Frustration tied a big knot in his gut. Tony hadn’t seen those records yet. “You didn’t mention you’d received those records.”

Phelps shook his head. “No point. The only unknown calls were to a burner phone, ironically the same one. So we know the girls were communicating with the same person. We just can’t track the number to that person.”

Damn it. Tony gritted his teeth. Another dead end.

“Who is this woman with you?” Buckley asked. “My students seem to believe she’s some big shot Hollywood producer.”

Some of Tony’s tension eased at the idea that Joanna had pulled that one off.

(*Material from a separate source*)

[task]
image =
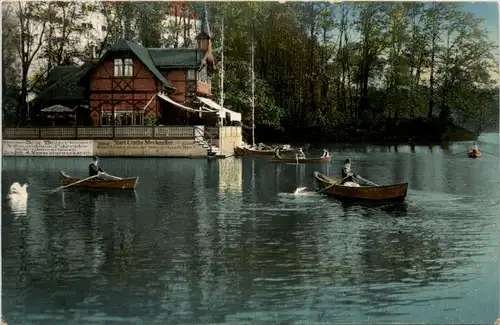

“I will get a warrant if she doesn’t voluntarily provide a hair sample,” Phelps reminded him.

Tony barely stifled a smile. “She’s my girlfriend who’s helping with my search for Tiffany. Since she was with me during the time Conway was murdered, she has a firm alibi. Good luck with that warrant.” He stood. “Unless you have an update for me, I’d like to get back out there. This is day eight, gentlemen. How many victims are found alive this late in the game?”

Since neither top cop seemed to have any news worth sharing, Tony walked out. In the lobby, Joanna wasn’t in her chair. He spotted her staring out the plate glass window near the door. The tension around his chest relaxed a fraction. The urge for a couple of shots of bourbon roared through him.

Gotta stay focused.

Joanna didn’t ask any questions until they were in his car. “What did he want?”

“To know who you are.” He backed out of the slot. “A Hollywood producer?”

She grinned. “It worked, didn’t it?”

“It did.” He wondered how she would take the rest. “Alexander left the clinic and drove herself into a power pole. She’s in critical condition.”

“I guess she wasn’t so happy to see me.”

Tony glanced at her. “That’s cold.”

“Yeah, well. What’s cold is being kidnapped, raped and treated like an animal for fourteen days.”

That shut him up. If Tiffany had suffered that treatment, he would make whoever was responsible pay or die trying. If? He knew it was happening and he wasn’t smart enough to find her much less to stop it. He slammed his palm against the steering wheel. “Goddamn it.”